Photojournalist of the month: Jiro Ose

Hailing from Osaka, Japan, Jiro Ose has worked as a freelance photojournalist since 2005, and has covered the historical election in Congo, the Sudanese refugee crisis and the departure of deposed president Jean-Bertrand Aristide in Haiti amongst other events and states. His coverage of the Democratic Republic of Congo election won him the Award of Excellence in the Magazine General News Story category of the Pictures of the Year International competition . The selection below are drawn from Ose’s ‘SOS from Iraq’ which he describes as follows:

I was sent to cover the 2003 Invasion of Iraq by Newsday, one of New York’s dailies. I entered Northern Iraq (Kurdistan) through Iran, like many other journalists who were rushed in to cover the war. When the City of Kirkuk fell, I entered with Kurdish Peshmaga fighters and thousands thronged the streets and greeted us as though we were liberators of the city. Saddam was finally gone. The air was filled with euphoria. People danced and chanted on the street. A bronze statue of Saddam was brought down and beaten with their sandals.

I hardly saw any fighting except American bombers dropping bombs on Kirkuk in the distance. Infamous Republican Guards peeled off their uniforms and melted into the population. It was dangerous, still. It was still a war. I walked the field where another journalist was killed by stepping on a landmine. I drove past the intersection where, only half an hour later, another journalist was killed when a suicide bomber drove through in a car laden with explosives. What was to come there after is beyond comparison: the total collapse of Iraqi society, fighting between religious and ethnic lines. Yet, the only time I saw the dark sign of what was to come was the second night in Kirkuk.

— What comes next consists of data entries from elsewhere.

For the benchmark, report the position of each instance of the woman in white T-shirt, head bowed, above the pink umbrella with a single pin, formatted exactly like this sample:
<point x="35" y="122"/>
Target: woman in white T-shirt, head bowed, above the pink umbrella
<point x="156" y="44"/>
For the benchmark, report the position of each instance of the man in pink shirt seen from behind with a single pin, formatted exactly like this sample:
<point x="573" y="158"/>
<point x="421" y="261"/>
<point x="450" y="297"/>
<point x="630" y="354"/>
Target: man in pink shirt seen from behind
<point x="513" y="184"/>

I heard a lot of commotion outside the hotel. Parked in front was a taxi. On its bonnet lay a boy’s lifeless body. Half of his head was blown clean off. A group of men who had surrounded the taxi were shouting; these were Turkmen, one of the many minority groups in Iraq. They said they were under attack by Kurds, and that the boy was shot by a Kurdish sniper. They knew that a group of international journalists were staying at the hotel. The protest lasted about an hour and when the men left the lifeless body on the ground remained. Several hours later, someone could no longer tolerate its sight, so covered it with a flag of Turkmen.

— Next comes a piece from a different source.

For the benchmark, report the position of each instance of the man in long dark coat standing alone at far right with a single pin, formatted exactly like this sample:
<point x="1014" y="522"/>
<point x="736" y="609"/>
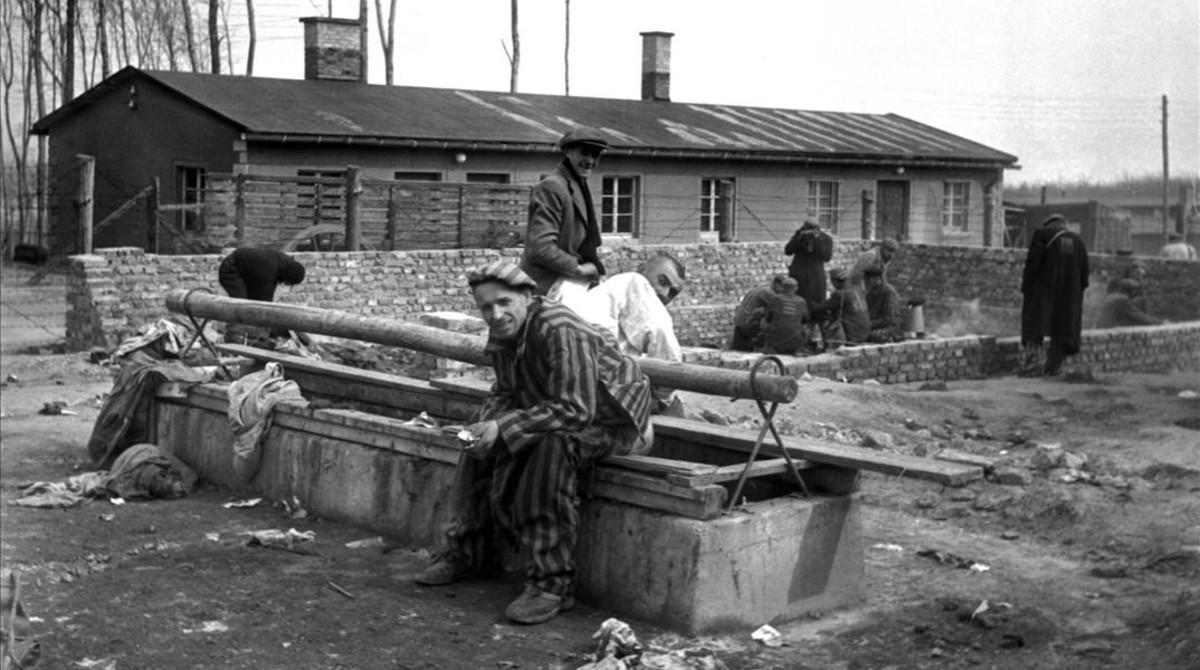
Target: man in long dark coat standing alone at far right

Yet, I still did not really seen the real cost of the war, if you call it a war, until I visited Red Crescent Hospital in Amman, Jordan 5 years later.

Walking through the 2nd floor of Red Crescent hospital in Amman, Jordan, you bear witness to the devastation the war and ensuing violence have brought upon the civilian population on a daily basis in Iraq. Because of the curfew, lack of safety and medical supplies, hospitals inside Iraq cannot perform long and complicated surgery. They are the lucky ones (referring to a selected few who are brought to the hospital to the program by Medecins Sans Frontiers , MSF, France),” said Dr. Nasser, an Iraqi plastic surgeon who preferred that only his first name to be used. Because of the escalating violence, MSF France pulled their international staff from Iraq three years ago. Now they assist Iraqi hospitals across the border by providing drugs and medical supplies. They also set up a surgical program in cooperation with the Jordanian Red Crescent Hospital in Amman where they perform reconstructive surgery for patients who have been handicapped by injuries or incomplete procedures free of charge, including transportation from Iraq and back after the recovery.